783.行き先変更
だが、そんな時に魔晶石が熱くなっているのが分かったので、レウスはエンヴィルークにスピードを落として貰って応答する。
「はい、誰ですか?」
『私ですレウスさん、アンリです!』
「あっ、アンリかよ!? さっき俺が通話しようと思ったのに出なかっただろうよ? そもそもドゥドゥカス陛下が何処に居るのかすら分からないから、俺はギルベルト団長と北の砂漠で待ち合わせする事にしたんだぞ!!」
先程通話が出来なかった恨みも込めて、魔晶石の向こうに居るアンリに向かって大声でそう叫ぶレウス。
しかし、その怒りも全て吹っ飛んでしまう話がアンリから伝えられる。
『そ……それなんですけど、どうやらドゥドゥカス陛下は北の海に向かったらしいんです!!』
「う、海ぃ!? こんな大荒れの天気の日にか!?」
『いえ、あの……昨日までは晴れていたんです。その時に出て行ってしまって、そのまま行方が分からなくなったんです。それで海の近くの漁村から目撃情報が得られまして!!』
こんな時に一体何をやっているのか?
正直、書き置きを残して来た以外に誰にも言わずにこうやって出て来た自分が余り言える立場でも無いが、あの陛下の考えている事が理解出来ないレウス。

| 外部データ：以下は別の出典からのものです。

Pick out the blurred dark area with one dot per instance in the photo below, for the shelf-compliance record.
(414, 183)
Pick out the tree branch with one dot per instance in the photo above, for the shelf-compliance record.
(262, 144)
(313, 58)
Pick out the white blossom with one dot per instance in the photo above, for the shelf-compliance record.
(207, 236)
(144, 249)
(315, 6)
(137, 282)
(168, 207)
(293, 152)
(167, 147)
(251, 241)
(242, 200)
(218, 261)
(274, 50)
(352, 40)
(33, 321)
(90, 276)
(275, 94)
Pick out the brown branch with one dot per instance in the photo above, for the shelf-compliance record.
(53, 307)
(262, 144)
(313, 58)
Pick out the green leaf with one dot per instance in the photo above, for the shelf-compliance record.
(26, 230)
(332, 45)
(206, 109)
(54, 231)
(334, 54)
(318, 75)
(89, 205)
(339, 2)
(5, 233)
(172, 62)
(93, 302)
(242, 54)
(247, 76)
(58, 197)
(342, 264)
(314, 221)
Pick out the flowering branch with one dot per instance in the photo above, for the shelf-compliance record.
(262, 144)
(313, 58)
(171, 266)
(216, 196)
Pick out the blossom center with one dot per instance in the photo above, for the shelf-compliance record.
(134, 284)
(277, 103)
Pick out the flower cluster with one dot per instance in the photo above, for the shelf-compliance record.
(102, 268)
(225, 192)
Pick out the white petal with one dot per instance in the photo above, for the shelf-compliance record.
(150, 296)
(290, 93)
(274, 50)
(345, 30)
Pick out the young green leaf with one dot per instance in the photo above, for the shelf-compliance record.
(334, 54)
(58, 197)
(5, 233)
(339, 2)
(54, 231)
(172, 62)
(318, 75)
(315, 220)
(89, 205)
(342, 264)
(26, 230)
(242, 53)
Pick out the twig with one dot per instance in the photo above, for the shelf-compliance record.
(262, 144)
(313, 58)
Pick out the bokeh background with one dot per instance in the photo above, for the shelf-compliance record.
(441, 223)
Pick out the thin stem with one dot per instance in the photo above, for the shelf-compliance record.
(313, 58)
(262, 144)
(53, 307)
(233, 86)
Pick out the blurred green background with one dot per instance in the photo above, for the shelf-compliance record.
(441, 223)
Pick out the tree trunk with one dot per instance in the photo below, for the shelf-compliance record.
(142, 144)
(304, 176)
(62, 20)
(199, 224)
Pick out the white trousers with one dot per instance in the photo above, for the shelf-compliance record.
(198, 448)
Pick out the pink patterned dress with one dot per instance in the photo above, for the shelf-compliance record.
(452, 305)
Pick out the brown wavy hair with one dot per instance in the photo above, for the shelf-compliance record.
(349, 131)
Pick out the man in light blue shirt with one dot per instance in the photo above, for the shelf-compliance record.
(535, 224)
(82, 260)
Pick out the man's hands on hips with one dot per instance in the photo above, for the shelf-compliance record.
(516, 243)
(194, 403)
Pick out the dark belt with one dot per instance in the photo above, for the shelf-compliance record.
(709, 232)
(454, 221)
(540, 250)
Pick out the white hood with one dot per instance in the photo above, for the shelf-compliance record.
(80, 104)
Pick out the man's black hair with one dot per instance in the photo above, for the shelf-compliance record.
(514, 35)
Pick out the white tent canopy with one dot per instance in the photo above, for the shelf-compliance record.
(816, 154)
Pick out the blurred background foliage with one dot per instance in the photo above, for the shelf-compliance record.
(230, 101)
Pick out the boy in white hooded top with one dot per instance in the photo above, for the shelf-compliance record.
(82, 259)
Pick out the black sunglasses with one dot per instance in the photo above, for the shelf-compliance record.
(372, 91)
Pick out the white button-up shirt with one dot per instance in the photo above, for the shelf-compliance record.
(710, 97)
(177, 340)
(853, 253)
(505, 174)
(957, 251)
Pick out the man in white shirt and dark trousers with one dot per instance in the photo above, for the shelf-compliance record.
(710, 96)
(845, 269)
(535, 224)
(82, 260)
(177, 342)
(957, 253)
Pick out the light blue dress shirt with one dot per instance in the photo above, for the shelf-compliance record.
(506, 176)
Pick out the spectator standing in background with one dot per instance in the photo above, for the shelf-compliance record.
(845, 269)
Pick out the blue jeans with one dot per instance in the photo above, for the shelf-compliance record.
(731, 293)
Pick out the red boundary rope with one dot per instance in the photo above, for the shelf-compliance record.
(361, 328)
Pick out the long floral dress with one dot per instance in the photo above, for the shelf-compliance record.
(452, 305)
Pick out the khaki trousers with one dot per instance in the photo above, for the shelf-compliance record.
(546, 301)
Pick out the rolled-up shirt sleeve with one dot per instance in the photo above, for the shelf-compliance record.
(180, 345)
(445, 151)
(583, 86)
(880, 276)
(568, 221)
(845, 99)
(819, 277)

(一体どうして、あの若い国王陛下は海の方になんか行ったんだよ。気は確かか?)
今の状況を考えると、きっと海は大荒れに決まっている。
風こそ余り感じないものの、もし落雷が海に直撃したら感電死は免れないだろうし、それ以前にドゥドゥカス陛下が海に落っこちたのかも分かっていない。
出来れば何処かの陸地で大人しく雨宿りをしていてくれればそれで良いのだが、一日以上行方が分かっていないとなるとやっぱり何処かで遭難している可能性が高い。
「分かったよ。それでその漁村ってのは何処にあるんだよ?」
『ええっと……ああ、その漁村なら地図で見た平原の右側の、北の突き当たりです』
しかし、この旅に出るまでリーフォセリアの田舎町から出た事が無かったレウスは、その平原の場所を聞いてもまるでピンと来ない。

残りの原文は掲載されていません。